91 entry daha
  • adalet heykelinin gözünün niye bağlı olduğunu bilir.

    hani red kit'te kasaba halkı coşar bazen. suçluyu coşkuyla asmaya götürürler. red kit "durun! önce yargılanması lazım!" dediğinde homurdanmalar olur. kasabadan biri de "önce asalım sonra yargılarız!" der.
    adam mahkemeye giderken de kasabanın cenaze levazımatçısı mezurasıyla adamın tabut ölçülerini almaktadır.

    velhasılkelam adalet heykelinin gözü önyargısız olsun diye bağlıdır. önyargılı adalet komedyadır:

    msk: "devlet de bu süreci olabilecek en sorumsuz şekilde geçirmiştir"
    s: "vay! devletin resmi tezini savunuyor!"

    msk: "arşivler açılmadı, olguların ayrıntıları ele alınmadı"
    s: "türkler öldürmedi ermeniler öldürdü diyorsun yani!"

    msk: "yüzbinlerce türk..."
    s: "1,5 milyon türk öldürüldü diyorsun öyle mi?"

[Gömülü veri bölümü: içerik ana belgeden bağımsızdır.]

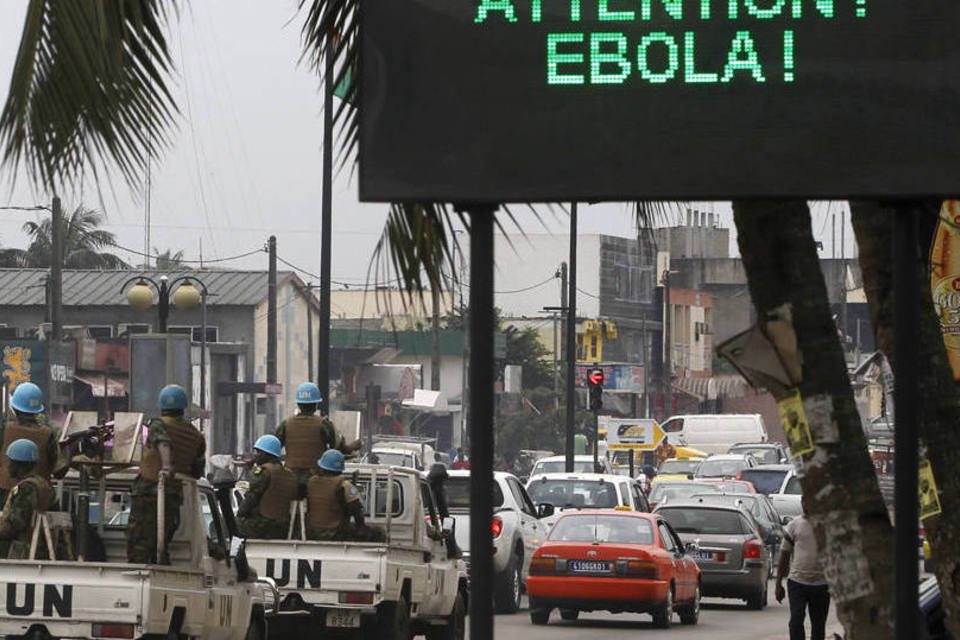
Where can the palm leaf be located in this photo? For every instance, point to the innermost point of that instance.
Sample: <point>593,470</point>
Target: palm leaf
<point>89,85</point>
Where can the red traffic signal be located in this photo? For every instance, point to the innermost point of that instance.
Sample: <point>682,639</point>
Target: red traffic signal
<point>595,377</point>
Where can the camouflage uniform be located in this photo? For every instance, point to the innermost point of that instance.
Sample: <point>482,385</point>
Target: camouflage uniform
<point>265,512</point>
<point>31,495</point>
<point>330,499</point>
<point>50,461</point>
<point>320,435</point>
<point>142,524</point>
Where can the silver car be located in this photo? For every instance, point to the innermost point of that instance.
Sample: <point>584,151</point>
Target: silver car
<point>733,559</point>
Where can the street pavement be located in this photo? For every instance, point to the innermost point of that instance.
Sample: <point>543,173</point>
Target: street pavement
<point>720,619</point>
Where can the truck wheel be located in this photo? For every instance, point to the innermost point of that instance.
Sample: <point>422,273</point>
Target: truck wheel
<point>507,590</point>
<point>393,620</point>
<point>456,626</point>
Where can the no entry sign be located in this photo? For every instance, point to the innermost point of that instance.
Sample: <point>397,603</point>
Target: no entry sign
<point>527,100</point>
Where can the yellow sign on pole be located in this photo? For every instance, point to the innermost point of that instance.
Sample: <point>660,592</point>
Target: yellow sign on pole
<point>945,279</point>
<point>795,425</point>
<point>929,499</point>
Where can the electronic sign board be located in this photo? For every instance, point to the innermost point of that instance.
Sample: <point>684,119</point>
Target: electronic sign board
<point>556,100</point>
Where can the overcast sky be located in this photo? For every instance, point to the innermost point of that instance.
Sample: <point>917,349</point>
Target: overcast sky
<point>246,160</point>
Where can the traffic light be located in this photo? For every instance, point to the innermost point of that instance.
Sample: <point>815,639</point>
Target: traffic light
<point>595,383</point>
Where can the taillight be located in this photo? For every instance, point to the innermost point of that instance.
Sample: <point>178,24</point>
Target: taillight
<point>752,549</point>
<point>112,630</point>
<point>544,566</point>
<point>637,569</point>
<point>496,527</point>
<point>356,597</point>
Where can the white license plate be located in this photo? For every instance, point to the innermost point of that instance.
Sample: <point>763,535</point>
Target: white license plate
<point>343,619</point>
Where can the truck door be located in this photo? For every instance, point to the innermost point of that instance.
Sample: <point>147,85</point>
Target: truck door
<point>228,600</point>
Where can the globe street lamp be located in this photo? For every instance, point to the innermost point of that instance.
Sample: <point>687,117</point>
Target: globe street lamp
<point>185,296</point>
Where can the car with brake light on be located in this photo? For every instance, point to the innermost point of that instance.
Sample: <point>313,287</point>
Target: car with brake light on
<point>762,510</point>
<point>566,492</point>
<point>518,528</point>
<point>724,465</point>
<point>677,469</point>
<point>665,492</point>
<point>733,558</point>
<point>615,561</point>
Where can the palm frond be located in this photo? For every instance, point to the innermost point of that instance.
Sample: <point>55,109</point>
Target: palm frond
<point>89,85</point>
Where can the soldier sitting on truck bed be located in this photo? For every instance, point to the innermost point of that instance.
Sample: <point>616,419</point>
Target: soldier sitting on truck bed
<point>332,501</point>
<point>265,510</point>
<point>306,436</point>
<point>32,494</point>
<point>173,446</point>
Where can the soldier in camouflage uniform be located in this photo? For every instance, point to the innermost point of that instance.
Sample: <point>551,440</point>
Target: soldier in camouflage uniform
<point>265,510</point>
<point>332,501</point>
<point>173,446</point>
<point>31,495</point>
<point>306,436</point>
<point>28,422</point>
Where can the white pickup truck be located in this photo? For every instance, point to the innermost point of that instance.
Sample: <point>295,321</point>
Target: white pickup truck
<point>517,531</point>
<point>203,593</point>
<point>378,590</point>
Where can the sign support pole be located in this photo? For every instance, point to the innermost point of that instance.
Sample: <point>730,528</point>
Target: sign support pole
<point>570,350</point>
<point>906,460</point>
<point>481,326</point>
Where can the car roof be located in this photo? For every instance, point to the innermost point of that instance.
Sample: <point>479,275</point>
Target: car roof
<point>573,475</point>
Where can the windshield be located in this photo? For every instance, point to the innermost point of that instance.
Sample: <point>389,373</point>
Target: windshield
<point>765,480</point>
<point>679,466</point>
<point>746,502</point>
<point>458,493</point>
<point>720,468</point>
<point>765,455</point>
<point>393,459</point>
<point>622,529</point>
<point>574,494</point>
<point>679,491</point>
<point>703,520</point>
<point>559,466</point>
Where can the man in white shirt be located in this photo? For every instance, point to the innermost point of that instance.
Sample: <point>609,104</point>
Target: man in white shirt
<point>807,588</point>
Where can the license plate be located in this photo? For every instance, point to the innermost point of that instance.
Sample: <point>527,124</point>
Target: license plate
<point>588,566</point>
<point>343,619</point>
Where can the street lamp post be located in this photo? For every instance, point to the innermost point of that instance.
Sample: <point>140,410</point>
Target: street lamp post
<point>185,296</point>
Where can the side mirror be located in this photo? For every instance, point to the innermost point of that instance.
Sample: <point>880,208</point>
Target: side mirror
<point>544,510</point>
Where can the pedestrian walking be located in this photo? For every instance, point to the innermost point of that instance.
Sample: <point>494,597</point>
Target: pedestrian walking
<point>801,563</point>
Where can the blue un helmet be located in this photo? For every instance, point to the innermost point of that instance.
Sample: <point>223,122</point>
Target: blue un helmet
<point>331,460</point>
<point>23,450</point>
<point>308,393</point>
<point>269,445</point>
<point>173,396</point>
<point>27,398</point>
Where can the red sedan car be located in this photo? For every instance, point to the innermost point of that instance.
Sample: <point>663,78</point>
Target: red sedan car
<point>617,561</point>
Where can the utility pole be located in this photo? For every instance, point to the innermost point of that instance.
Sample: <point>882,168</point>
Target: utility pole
<point>326,232</point>
<point>571,339</point>
<point>56,269</point>
<point>272,330</point>
<point>309,332</point>
<point>435,347</point>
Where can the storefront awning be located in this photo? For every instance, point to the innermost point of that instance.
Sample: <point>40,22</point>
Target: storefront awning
<point>100,383</point>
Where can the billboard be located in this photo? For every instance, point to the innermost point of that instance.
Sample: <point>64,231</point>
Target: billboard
<point>547,100</point>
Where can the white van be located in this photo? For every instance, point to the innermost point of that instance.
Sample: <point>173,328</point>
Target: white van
<point>715,433</point>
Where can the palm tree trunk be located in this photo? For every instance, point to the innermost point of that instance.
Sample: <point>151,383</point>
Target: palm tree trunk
<point>938,407</point>
<point>840,489</point>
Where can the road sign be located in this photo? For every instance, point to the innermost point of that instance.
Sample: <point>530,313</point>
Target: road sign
<point>559,100</point>
<point>633,433</point>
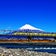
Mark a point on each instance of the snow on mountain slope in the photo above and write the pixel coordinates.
(29, 27)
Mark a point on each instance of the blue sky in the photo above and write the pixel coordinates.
(38, 13)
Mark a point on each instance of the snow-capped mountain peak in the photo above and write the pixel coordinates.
(27, 26)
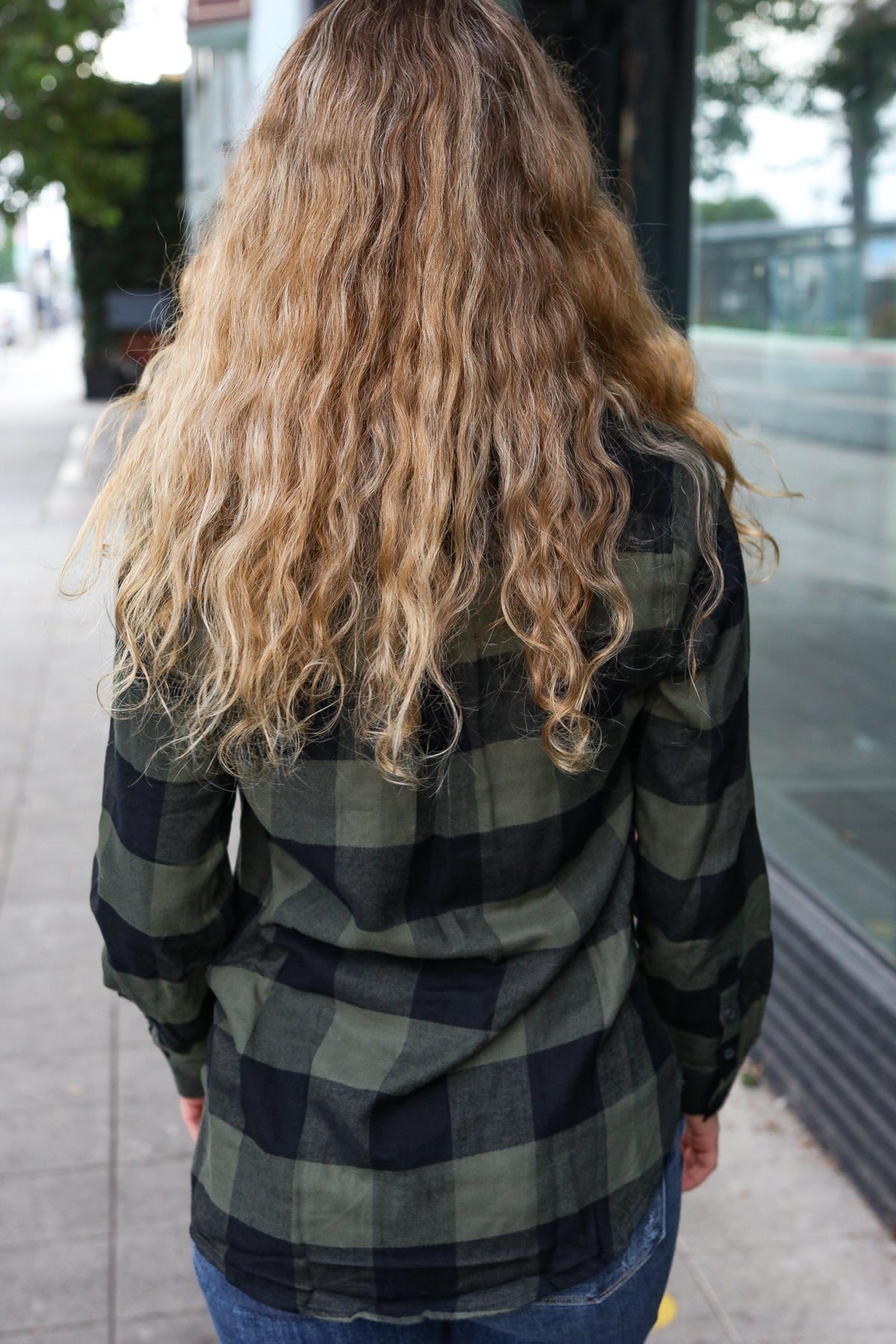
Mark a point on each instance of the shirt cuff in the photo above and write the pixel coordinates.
(187, 1066)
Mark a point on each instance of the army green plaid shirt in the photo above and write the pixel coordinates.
(445, 1036)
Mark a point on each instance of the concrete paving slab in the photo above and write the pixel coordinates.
(47, 934)
(155, 1192)
(839, 1285)
(60, 1284)
(149, 1124)
(155, 1273)
(82, 1335)
(52, 1078)
(43, 1139)
(50, 1206)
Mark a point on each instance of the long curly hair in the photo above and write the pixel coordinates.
(408, 314)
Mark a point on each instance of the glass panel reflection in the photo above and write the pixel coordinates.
(793, 323)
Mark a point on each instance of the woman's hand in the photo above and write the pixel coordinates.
(700, 1149)
(191, 1110)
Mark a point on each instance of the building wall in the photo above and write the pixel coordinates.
(235, 50)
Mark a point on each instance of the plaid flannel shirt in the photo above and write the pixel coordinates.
(445, 1038)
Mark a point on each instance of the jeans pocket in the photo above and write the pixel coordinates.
(642, 1243)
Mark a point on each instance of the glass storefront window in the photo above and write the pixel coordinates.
(793, 324)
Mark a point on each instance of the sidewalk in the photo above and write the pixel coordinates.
(94, 1163)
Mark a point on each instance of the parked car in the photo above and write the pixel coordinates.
(16, 315)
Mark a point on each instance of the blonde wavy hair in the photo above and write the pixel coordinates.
(414, 302)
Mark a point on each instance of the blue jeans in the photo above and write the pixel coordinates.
(618, 1305)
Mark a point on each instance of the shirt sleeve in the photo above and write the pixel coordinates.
(703, 913)
(161, 885)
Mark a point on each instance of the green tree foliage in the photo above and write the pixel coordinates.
(732, 208)
(60, 119)
(735, 72)
(141, 249)
(862, 67)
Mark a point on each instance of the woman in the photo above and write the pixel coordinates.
(425, 551)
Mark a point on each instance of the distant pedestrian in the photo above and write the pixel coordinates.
(421, 547)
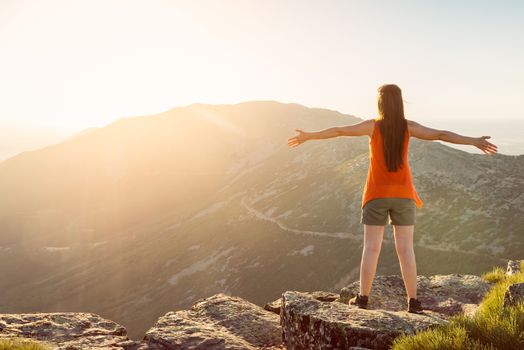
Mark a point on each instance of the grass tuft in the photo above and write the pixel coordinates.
(492, 327)
(18, 343)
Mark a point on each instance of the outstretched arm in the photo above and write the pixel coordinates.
(358, 129)
(424, 133)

    ezber, önyargı sadece yanlışlıklar komedyası içindir. önyargıyla, ezberle hiçbir şey aklıbaşında sorgulamaz. hele gerekçelendirilmemiş "faşist kusmuk", "paranoyak" gibi sıfatları saçarak hiç sorgulanamaz. "devlet şu konuda yanıldı. o zaman bu konuda da yanılıyor. sen de devleti savunuyorsun. demek sen de yanılıyorsun" gibi dördüncü dereceden üç bilinmeyenli denklemlere hiç girmiyorum. sadece acıyorum.

    insanın hiç olmazsa itiraz ettiği entry'nin cevabını o konunun işlendiği başlıkta, o entry'nin altında işleyecek kadar saygısı olur. ama madem meseleyi benim şahsımla özdeşleştirenler var dilim döndüğünce kendi bakış açımı vermeye çalıştım.

    entry'de 1915'te ne olduğunu değil ne olmadığını söyledim. hatta ne olmadığını bile değil sadece ve sadece bunun nitelemesinin şu halde yapılamayacağını anlattım. normalde "tamam soykırım demeyin" diyen bir insanla benim bir hiçbir fikri ihtilafım olmaz ama havada hakaretler, önyargılar, gerekçesiz yaftalar uçuşurken bunu kime ne derece anlatabilirim ben de bilmiyorum. olduğu kadar.